OVER
The OVER
clause is required for calls to pure
analytic functions such as LEAD()
,
RANK()
, and FIRST_VALUE()
.
When you include an OVER
clause with calls to
aggregate functions such as MAX()
,
COUNT()
, or SUM()
, they
operate as analytic functions.
Syntax:
function(args) OVER([partition_by_clause] [order_by_clause [window_clause]])
partition_by_clause ::= PARTITION BY expr [, expr ...]
order_by_clause ::= ORDER BY expr [ASC | DESC] [NULLS FIRST | NULLS LAST]
[, expr [ASC | DESC] [NULLS FIRST | NULLS LAST] ...]

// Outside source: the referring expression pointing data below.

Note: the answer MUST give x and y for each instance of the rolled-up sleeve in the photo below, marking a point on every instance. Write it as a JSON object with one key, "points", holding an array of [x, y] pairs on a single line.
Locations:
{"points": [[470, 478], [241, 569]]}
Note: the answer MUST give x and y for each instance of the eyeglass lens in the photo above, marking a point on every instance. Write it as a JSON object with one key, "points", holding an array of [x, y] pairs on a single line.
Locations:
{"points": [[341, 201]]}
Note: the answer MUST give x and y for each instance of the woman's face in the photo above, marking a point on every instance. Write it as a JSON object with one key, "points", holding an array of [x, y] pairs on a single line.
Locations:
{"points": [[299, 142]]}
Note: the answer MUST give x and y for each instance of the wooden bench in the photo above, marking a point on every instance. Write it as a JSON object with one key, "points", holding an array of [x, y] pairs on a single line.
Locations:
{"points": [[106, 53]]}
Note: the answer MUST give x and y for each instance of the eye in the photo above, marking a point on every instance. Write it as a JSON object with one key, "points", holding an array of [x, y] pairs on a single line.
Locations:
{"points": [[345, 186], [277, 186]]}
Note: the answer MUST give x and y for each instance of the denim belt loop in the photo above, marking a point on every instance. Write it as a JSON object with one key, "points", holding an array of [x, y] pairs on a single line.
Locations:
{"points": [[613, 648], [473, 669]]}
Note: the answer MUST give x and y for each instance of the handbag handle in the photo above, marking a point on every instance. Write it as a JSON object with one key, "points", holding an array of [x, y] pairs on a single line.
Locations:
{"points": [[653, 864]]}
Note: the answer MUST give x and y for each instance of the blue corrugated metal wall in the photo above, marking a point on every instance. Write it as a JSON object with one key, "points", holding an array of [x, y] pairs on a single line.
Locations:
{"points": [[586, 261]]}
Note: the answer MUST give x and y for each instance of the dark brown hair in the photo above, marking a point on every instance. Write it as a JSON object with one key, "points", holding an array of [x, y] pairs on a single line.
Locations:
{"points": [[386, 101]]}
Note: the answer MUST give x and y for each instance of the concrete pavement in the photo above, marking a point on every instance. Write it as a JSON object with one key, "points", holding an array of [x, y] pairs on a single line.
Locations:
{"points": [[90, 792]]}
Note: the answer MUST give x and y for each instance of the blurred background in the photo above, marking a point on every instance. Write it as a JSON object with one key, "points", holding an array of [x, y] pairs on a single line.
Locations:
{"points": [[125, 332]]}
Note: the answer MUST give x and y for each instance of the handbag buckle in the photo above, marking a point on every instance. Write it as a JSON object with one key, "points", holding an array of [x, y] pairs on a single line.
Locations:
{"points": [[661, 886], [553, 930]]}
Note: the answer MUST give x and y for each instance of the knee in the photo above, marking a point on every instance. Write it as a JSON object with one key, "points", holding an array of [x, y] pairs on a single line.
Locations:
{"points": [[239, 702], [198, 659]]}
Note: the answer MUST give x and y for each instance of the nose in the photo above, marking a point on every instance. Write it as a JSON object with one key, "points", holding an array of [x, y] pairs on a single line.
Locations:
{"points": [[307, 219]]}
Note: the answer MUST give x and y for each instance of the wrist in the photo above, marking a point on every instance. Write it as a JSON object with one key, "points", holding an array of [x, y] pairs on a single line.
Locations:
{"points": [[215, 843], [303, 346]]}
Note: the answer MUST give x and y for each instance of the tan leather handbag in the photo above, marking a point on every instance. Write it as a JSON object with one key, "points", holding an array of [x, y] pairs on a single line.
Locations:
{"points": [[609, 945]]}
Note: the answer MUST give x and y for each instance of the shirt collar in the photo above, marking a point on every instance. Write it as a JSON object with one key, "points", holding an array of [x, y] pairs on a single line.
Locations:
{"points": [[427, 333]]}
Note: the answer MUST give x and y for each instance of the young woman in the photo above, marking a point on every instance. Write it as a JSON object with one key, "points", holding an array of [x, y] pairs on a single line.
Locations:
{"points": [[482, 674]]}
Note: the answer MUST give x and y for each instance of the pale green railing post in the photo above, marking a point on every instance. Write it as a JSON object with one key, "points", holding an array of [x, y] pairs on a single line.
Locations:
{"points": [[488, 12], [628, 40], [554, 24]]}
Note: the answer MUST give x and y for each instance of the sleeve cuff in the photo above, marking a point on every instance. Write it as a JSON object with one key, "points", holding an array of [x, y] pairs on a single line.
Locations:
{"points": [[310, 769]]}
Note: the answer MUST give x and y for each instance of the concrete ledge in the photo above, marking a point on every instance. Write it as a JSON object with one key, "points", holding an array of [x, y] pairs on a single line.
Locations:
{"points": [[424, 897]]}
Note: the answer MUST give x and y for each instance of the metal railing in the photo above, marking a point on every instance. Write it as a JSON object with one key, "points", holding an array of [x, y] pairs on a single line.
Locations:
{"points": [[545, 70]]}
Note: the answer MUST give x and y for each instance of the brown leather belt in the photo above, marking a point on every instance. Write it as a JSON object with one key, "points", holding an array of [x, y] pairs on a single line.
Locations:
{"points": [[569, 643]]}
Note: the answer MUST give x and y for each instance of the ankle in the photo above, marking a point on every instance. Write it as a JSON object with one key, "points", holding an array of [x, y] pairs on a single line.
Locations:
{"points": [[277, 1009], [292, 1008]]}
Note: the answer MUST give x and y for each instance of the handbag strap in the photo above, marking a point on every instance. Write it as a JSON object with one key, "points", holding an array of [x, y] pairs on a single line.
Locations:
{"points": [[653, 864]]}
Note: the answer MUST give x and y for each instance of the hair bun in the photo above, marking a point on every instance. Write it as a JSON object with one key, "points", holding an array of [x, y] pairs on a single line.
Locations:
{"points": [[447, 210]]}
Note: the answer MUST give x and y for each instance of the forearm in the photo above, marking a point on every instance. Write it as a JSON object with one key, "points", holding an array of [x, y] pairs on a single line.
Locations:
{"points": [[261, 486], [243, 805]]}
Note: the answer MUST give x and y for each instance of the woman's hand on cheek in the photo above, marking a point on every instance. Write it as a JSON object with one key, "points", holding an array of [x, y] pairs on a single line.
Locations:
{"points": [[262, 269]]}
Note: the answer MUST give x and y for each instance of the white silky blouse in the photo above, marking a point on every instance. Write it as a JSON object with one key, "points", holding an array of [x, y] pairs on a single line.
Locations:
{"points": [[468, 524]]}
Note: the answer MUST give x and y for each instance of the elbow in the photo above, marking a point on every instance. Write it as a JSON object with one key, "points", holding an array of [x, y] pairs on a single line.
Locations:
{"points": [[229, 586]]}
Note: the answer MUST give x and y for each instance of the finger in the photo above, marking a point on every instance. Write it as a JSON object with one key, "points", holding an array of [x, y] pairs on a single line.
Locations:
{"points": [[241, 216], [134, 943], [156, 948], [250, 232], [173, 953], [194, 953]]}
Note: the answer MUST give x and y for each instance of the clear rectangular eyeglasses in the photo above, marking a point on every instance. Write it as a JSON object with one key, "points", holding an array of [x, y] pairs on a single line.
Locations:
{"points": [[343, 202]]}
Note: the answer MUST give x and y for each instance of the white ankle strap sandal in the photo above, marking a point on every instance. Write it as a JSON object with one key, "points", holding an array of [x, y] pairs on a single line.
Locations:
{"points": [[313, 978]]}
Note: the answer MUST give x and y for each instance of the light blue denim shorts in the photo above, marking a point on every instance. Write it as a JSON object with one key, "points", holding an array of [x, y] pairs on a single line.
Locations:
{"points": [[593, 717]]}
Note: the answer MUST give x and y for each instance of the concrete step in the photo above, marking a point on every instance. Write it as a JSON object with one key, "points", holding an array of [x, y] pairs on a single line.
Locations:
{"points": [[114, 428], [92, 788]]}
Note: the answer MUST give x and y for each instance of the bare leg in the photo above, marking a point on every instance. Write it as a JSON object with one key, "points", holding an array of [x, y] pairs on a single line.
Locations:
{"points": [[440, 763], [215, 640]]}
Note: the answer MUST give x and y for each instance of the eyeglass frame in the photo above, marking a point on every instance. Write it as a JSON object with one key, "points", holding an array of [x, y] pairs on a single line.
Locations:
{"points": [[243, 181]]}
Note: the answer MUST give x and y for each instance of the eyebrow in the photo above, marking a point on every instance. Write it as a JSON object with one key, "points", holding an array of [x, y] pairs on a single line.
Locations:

window_clause: See Window clause
PARTITION BY clause:
The PARTITION BY
clause acts much like the
GROUP BY
clause in the outermost block of a
query. It divides the rows into groups containing identical values
in one or more columns. These logical groups are known as
partitions. Throughout the discussion of analytic
functions, partitions
refers to the groups produced by the
PARTITION BY
clause, not to partitioned tables.
However, note the following limitation that applies specifically
to analytic function calls involving partitioned tables.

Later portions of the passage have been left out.